I sort of... have a new dragon, and had to buy her eyes. So I offer my mom's to split shipping so she could get some eyes for Calina's open-eye head. We purchased some customs eyes from Shrike Aesthetics (you can read the interview here). I'll be posting a review of the eyes very soon, and hopefully Calina will finally "awake".

And that was all for today! This was a very, very long project, but I'm really happy with the result. Especially and mostly because my mom loved how Calina turned out, and secondly because I really learned a lot from this. I hope that my experience is useful to anyone reading this, and I wish you the best for this week! :D

If you have any questions, feel free to ask in the comments and I'll do my best to answer. And if you want to support me, you can invite me a coffee!

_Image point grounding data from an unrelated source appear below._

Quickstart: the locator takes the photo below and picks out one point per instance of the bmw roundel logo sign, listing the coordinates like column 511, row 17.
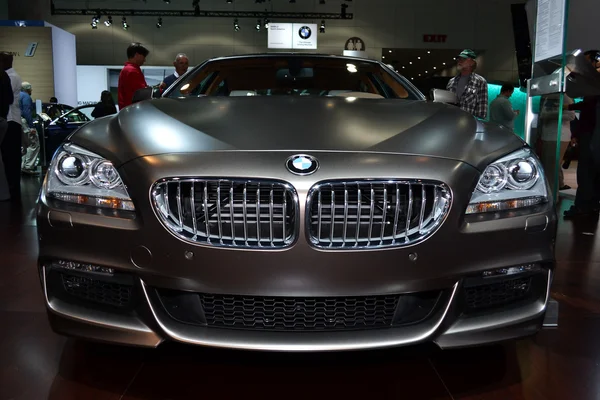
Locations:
column 302, row 164
column 305, row 32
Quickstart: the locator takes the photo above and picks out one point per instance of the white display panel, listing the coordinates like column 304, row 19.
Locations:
column 550, row 29
column 280, row 36
column 295, row 36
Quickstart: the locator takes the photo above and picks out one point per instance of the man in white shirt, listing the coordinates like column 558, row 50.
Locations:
column 11, row 145
column 181, row 65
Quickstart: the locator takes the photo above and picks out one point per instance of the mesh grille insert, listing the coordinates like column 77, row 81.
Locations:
column 97, row 291
column 498, row 293
column 299, row 314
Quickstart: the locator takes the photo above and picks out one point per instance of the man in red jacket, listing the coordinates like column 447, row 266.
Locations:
column 131, row 78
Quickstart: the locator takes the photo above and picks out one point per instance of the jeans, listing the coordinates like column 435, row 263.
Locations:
column 4, row 192
column 11, row 155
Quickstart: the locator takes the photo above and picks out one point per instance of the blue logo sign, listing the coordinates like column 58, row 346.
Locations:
column 302, row 164
column 305, row 32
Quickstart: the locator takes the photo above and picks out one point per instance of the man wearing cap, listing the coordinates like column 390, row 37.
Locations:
column 29, row 160
column 470, row 88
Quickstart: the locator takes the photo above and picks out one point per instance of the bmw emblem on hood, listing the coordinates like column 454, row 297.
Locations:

  1. Big congrats on getting her done. It looks and sounds like such a huge amount of work that I know I would never attempt it. You are very brave indeed! I've seen photos of artist dolls with full-coverage sueding; they all had bits of fabric sticking out at all the joints. I hardly see any fabric on yours, which means you did an excellent job. Great work!

    1. Thank you so much!! It was a lot of work, but I think it turned out nice!
      The full-coverage sueding was hard to make, and a lot of work, but I think it works great, actually.

  2. Calina is so beautiful! It really seems like a lot of work, so congrats on getting her cleaned and in good shape again. Well done!

    1. Thank you, dear!! She is!!
      And I'm happy my mom is happy with her as well :D

  3. oh my god, a huge job, but the result is great. Calina is very beautiful. I congratulate you for undertaking such a great task. It was worth it. She was very good. Congratulations.

    1. It was! I'm happy you like the result, honestly :D

  4. Que bonita está, ha envejecido con gracia y la tienes muy linda

    1. ¡Muchas gracias! Igual todo este proceso fue para mejorarle la resina y quitarle el "envejecimiento", digamos. Y todo el maquillaje es nuevo.